I’m just like every other woman on the planet. I struggle with my body size.
Fat. Thin. Meaty. Lean. I’ve been every size on the scale, every shape on the planet, and I never felt good about the way I looked. There were times in my life where I struggled with my shape, and I did stupid things to manage my appearance. By stupid, I mean stupid. From Weight Watchers to extreme dieting (and I mean extreme), I always told myself that I had cracked the code and found an innovative way to be thinner and more successful.
I was just naive.
At one point, I was heavy and despondent. I received a voucher for a $50 Visa gift card in the mail. The catch? I had to sign up for my company’s wellness program.
What the heck, I thought.
– My cholesterol was high,
– my triglycerides were borderline high,
– and I was eating fast food on a daily basis. Sometimes multiple times/day.
In an attempt to overhaul my life, I might as well get something out of it. I could spend $50 at the Coach store on a new purse.
A nurse from the wellness program called.
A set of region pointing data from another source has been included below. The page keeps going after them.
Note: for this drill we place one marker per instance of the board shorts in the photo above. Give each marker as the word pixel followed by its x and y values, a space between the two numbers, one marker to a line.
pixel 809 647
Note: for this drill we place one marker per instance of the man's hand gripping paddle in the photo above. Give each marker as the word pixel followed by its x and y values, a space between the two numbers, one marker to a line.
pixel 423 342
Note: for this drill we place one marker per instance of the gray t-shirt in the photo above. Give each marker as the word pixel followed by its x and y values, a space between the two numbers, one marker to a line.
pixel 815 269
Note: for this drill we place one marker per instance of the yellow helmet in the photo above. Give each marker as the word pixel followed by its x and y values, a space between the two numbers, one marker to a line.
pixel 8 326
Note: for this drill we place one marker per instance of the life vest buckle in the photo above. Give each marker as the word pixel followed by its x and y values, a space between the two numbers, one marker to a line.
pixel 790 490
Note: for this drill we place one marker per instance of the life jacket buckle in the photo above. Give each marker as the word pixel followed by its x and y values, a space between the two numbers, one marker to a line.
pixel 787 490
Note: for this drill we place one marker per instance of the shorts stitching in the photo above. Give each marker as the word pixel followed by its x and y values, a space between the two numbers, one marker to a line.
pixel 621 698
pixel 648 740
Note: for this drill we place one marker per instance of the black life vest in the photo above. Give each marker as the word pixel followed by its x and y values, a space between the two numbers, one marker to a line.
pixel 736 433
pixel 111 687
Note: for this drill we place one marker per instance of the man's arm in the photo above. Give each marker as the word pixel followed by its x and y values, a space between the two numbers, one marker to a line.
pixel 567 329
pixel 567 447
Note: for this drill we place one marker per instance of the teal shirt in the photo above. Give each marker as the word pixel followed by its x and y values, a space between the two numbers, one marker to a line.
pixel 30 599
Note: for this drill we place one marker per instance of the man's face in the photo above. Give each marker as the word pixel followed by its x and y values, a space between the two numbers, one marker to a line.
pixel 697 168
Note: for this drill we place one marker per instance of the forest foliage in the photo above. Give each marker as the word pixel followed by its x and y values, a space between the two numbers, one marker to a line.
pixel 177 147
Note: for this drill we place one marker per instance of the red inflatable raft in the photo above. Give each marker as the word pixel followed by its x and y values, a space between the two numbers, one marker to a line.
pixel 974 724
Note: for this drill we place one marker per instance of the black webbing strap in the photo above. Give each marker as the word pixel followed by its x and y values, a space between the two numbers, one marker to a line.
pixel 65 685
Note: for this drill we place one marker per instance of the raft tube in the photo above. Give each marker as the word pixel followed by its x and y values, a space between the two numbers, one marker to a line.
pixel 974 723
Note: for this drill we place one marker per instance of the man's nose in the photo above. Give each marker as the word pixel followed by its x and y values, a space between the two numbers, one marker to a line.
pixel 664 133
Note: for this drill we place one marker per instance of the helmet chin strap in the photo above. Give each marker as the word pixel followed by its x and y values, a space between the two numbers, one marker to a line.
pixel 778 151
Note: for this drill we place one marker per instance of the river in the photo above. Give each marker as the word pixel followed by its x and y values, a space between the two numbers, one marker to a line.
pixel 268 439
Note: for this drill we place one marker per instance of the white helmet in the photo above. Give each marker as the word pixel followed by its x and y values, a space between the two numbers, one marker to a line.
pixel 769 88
We talked about my goals. The conversation wasn’t about wellness, though. It was all about numbers. Plan my meals, lose weight, eat x amount of calories, exercise several times/week, blah blah blah.
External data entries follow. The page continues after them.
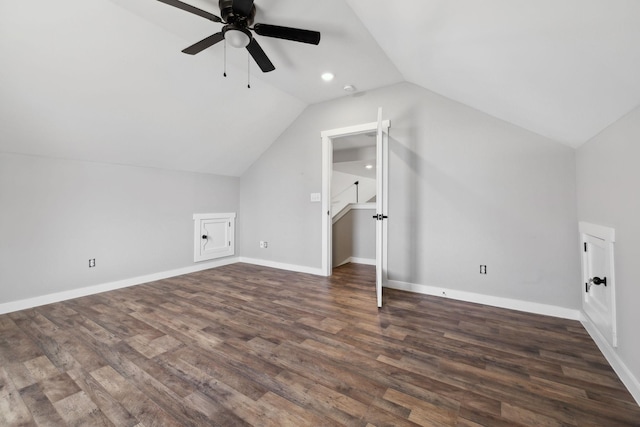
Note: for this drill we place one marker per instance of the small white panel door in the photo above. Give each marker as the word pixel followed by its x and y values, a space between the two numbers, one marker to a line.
pixel 598 301
pixel 214 236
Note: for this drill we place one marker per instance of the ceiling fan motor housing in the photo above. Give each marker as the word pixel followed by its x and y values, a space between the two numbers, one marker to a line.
pixel 232 17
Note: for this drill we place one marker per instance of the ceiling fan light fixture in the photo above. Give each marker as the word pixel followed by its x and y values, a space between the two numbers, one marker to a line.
pixel 327 77
pixel 237 37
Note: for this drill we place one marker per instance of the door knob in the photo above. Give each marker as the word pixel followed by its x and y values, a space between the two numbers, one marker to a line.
pixel 598 281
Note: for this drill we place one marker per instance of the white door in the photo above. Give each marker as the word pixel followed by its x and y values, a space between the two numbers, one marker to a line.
pixel 214 236
pixel 381 208
pixel 381 127
pixel 598 294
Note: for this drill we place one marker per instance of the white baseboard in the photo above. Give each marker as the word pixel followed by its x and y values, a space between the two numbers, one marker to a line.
pixel 366 261
pixel 354 260
pixel 96 289
pixel 512 304
pixel 625 375
pixel 283 266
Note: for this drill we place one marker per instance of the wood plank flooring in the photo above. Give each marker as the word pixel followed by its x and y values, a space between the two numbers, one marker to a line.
pixel 244 345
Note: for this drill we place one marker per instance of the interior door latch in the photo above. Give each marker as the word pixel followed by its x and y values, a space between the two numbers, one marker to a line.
pixel 598 281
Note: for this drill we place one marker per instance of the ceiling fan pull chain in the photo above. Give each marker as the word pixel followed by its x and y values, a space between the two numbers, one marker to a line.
pixel 225 58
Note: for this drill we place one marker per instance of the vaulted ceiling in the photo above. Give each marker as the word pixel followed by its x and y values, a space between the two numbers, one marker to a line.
pixel 104 80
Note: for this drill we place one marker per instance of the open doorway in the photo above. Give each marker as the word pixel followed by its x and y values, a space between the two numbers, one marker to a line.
pixel 353 197
pixel 381 131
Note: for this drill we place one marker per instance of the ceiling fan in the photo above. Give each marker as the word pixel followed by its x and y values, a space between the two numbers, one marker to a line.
pixel 237 17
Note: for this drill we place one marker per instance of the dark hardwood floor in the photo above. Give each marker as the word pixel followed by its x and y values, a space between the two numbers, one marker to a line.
pixel 247 345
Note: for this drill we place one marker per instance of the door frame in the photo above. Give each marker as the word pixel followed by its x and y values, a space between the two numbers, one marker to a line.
pixel 327 169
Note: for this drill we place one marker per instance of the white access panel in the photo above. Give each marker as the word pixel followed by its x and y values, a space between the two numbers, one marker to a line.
pixel 598 279
pixel 214 236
I said, “I don’t know how to do any of this.”
The nurse said, “We can break this down into smaller steps.”
Fine. Smaller steps.
Two weeks later, I hadn’t done a single thing. When I checked in with the nurse, we had a conversation about my failure. She never told me that my lifelong problem with food was bigger than a wellness program. She never suggested that the BMI scale is an outdated and outmoded method of measuring health. She never recommended the EAP to help me deal with the extreme anxiety and depression in my life.
Instead, we talked about wearing a pedometer. I could take the stairs at work and park my car in the back of the parking lot to burn extra calories.
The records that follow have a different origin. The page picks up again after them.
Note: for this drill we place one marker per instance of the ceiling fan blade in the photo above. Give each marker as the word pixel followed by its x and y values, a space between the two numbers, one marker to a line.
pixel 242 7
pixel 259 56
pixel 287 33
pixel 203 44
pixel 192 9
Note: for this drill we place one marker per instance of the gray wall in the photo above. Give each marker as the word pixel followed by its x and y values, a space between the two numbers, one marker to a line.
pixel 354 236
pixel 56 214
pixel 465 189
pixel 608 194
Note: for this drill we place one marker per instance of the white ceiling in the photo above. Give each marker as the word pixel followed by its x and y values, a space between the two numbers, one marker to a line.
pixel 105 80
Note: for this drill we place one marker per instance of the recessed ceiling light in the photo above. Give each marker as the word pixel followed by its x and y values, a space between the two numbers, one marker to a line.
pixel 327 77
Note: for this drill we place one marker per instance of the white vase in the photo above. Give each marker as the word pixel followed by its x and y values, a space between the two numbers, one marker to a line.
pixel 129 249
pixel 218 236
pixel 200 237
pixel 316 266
We have to start somewhere with wellness, but health is bigger than a number.
Most of us work more than 40 hours week. We live life on a consumer-driven treadmill. High-fructose corn syrup and sugar are the quick and dirty ways we consume calories and fuel our bodies with energy. Some of us have biological and genetic reasons why we struggle with food, which are exacerbated by a national food policy that subsidizes sugar, fatty meats, and encourages us to eat refined carbs and corn.
I know something now that I didn’t know then: there is no wellness program under the sun that can do battle with the cultural, political, and biological reasons as to why most of us are fat.
I dropped out of my company’s wellness program soon after I started.
In retrospect, I should have told the nurse where to shove that pedometer.
And for the record, I spent my $50 gift certificate at Applebees. It wasn’t pretty, but it was delicious.